Быть сознательным – это, прежде всего, чисто описательный термин, который опирается на самое непосредственное и надежное восприятие. Опыт показывает нам далее, что психический элемент, например представление, обыкновенно не бывает длительно сознательным. Наоборот, характерным является то, что состояние сознательности быстро проходит; представление в данный момент сознательное, в следующее мгновение перестает быть таковым, однако может вновь стать сознательным при известных, легко достижимых условиях. Каким оно было в промежуточный период – мы не знаем; можно сказать, что оно было скрытым (latent), подразумевая под этим то, что оно в любой момент способно было стать сознательным. Если мы скажем, что оно было бессознательным, мы также дадим правильное описание. Это бессознательное в таком случае совпадает со скрыто или потенциально сознательным. Правда, философы возразили бы нам: нет, термин "бессознательное" не может иметь здесь применения; пока представление находилось в скрытом состоянии, она вообще не было психическим. Но если бы уже в этом месте мы стали возражать им, то затеяли бы совершенно бесплодный спор о словах.

К термину или понятию бессознательного мы пришли другим путем, путем разработки опыта, в котором большую роль играет душевная динамика. Мы видели, т.е. вынуждены были признать, что существуют весьма напряженные душевные процессы или представления, – здесь, прежде всего, приходится иметь дело с некоторым количественным, т.е. экономическим, моментом – которые могут иметь такие же последствия для душевной жизни, как и все другие представления, между прочим, и такие последствия, которые могут быть сознаны опять-таки как представления, хотя в действительности и не становятся сознательными. Нет необходимости подробно повторять то, о чем уже часто говорилось.
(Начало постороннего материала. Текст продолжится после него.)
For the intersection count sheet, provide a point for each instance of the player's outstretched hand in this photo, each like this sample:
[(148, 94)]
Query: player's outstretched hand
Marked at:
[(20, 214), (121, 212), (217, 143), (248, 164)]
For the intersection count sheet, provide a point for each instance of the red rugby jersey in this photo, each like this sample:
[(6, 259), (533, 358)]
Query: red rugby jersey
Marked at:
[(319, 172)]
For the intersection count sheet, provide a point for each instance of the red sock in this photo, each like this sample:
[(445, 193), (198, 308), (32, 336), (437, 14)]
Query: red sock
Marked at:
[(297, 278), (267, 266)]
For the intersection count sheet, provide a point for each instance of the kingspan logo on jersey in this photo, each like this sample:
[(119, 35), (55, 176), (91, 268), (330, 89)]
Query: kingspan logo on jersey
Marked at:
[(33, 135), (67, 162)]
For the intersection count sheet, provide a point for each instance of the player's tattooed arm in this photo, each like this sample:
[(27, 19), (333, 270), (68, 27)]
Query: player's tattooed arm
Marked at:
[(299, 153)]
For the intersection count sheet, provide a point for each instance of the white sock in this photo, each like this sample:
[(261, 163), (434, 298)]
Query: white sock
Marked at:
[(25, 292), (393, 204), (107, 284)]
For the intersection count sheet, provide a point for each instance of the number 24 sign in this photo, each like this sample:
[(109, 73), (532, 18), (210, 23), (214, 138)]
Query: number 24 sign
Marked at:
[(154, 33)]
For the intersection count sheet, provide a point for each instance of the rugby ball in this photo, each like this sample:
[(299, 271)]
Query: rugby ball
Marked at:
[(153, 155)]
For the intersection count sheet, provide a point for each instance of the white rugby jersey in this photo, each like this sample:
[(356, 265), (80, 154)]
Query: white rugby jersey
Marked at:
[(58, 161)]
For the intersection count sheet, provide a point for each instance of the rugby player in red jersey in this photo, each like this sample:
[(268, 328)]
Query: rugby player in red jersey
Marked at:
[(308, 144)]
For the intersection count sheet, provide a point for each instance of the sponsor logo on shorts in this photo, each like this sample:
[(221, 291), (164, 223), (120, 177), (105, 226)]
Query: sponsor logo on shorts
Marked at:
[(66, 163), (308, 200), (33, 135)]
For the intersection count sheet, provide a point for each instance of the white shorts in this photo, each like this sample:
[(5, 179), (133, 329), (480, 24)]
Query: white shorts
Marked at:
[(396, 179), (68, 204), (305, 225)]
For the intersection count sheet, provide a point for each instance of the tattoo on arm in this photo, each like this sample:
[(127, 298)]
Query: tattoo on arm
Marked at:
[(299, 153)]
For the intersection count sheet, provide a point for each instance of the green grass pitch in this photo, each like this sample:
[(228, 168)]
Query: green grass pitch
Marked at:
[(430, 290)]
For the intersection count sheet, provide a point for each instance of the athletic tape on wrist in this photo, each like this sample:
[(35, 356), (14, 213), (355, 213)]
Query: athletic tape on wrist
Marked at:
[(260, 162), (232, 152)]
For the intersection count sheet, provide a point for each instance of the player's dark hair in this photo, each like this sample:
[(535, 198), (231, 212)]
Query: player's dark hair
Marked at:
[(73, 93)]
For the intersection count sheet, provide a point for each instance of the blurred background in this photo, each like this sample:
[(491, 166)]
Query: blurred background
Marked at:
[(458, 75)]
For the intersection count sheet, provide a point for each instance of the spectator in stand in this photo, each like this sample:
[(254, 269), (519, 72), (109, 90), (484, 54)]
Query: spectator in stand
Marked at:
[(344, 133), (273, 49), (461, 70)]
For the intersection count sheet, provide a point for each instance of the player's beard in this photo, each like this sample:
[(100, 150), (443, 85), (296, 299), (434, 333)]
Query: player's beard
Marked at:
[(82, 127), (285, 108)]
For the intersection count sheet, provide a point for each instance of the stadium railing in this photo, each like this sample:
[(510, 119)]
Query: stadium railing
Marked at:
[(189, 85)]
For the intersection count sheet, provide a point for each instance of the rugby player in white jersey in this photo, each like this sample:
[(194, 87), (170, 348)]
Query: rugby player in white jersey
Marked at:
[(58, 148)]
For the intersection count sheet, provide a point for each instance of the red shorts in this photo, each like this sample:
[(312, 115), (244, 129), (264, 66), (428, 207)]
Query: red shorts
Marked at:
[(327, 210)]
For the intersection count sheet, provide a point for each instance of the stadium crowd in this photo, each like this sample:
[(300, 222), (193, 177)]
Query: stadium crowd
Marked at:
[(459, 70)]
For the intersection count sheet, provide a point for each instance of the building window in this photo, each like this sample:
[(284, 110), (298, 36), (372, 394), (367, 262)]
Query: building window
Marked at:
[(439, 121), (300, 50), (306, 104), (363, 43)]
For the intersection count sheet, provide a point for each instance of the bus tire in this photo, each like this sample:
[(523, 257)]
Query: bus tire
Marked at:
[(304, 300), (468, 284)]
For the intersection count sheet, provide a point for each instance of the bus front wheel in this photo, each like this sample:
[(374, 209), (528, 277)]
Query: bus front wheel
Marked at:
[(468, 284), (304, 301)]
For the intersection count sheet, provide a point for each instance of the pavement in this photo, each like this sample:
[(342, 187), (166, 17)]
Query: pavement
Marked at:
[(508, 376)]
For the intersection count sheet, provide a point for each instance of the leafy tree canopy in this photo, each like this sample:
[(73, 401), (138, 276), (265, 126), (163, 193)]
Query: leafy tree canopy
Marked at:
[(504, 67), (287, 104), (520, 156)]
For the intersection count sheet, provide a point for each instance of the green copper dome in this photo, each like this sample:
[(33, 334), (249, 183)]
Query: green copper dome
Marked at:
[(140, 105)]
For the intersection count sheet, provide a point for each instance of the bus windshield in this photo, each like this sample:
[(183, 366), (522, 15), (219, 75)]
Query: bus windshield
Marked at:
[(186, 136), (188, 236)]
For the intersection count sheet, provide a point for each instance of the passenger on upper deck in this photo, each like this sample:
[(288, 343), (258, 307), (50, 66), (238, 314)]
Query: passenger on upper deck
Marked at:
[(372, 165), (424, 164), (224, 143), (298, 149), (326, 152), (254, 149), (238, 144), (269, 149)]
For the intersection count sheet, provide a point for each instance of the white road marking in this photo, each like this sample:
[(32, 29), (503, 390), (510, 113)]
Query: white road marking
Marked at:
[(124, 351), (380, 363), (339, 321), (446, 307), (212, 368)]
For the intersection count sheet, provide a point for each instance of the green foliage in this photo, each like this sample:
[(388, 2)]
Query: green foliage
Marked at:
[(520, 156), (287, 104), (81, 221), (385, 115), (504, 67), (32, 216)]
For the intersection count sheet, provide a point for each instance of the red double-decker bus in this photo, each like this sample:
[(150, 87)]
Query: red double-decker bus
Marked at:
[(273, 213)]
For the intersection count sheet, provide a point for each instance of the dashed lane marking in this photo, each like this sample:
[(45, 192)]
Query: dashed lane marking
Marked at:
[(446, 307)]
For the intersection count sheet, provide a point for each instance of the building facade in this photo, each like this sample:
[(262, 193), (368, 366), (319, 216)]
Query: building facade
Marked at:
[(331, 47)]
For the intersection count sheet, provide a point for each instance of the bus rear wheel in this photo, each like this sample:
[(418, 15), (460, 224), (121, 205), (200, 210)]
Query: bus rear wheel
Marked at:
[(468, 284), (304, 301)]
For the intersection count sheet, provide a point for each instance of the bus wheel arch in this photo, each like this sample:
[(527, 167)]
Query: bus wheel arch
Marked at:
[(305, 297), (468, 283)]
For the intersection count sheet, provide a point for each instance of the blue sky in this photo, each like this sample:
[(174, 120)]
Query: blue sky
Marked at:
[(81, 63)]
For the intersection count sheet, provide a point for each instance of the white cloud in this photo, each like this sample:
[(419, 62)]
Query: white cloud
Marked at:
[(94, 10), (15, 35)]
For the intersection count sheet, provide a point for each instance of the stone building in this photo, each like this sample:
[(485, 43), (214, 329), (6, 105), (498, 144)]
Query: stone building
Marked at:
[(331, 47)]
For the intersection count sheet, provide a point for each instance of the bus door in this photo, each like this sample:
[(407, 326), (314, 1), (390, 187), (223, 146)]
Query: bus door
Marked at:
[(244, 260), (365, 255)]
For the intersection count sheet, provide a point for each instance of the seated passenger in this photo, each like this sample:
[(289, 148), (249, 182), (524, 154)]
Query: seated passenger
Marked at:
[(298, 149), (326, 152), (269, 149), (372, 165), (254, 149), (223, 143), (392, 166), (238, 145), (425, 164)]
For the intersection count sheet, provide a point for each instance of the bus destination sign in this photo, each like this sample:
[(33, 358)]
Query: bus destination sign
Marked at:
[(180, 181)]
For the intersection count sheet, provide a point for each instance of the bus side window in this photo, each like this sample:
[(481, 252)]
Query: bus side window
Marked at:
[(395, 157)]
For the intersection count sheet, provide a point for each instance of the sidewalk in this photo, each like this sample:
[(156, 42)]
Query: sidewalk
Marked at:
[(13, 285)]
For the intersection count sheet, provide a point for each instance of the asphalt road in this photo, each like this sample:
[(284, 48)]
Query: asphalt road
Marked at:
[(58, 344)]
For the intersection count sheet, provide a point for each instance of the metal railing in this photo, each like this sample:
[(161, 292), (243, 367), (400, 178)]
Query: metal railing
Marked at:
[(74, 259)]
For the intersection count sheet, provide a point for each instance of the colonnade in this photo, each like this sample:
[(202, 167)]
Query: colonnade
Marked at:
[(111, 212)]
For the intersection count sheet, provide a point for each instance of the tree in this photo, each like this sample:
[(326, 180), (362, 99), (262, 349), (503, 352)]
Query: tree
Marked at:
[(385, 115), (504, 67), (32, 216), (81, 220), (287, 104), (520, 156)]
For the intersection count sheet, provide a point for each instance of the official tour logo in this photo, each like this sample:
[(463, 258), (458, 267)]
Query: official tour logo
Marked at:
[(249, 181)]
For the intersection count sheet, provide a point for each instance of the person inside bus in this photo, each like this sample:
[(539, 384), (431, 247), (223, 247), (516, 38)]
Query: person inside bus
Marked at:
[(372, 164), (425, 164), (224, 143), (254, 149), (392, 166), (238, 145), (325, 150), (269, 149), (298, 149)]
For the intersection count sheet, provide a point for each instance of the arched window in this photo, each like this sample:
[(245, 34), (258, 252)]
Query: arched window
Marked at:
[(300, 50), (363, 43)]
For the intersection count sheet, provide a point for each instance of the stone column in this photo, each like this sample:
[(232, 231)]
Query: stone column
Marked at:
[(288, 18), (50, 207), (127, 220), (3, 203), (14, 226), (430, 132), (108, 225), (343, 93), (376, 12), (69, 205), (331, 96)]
Достаточно сказать: здесь начинается психоаналитическая теория, которая утверждает, что такие представления не становятся сознательными потому, что им противодействует известная сила, что без этого они могли бы стать сознательными, и тогда мы увидели бы, как мало они отличаются от остальных общепризнанных психических элементов. Эта теория сказывается неопровержимой благодаря тому, что в психоаналитической технике нашлись средства, с помощью которых можно устранить противодействующую силу и довести соответствующие представления до сознания. Состояние, в котором они находились до осознания, мы называем вытеснением, а сила, приведшая к вытеснению и поддерживавшая его, ощущается нами во время нашей психоаналитической работы как сопротивление.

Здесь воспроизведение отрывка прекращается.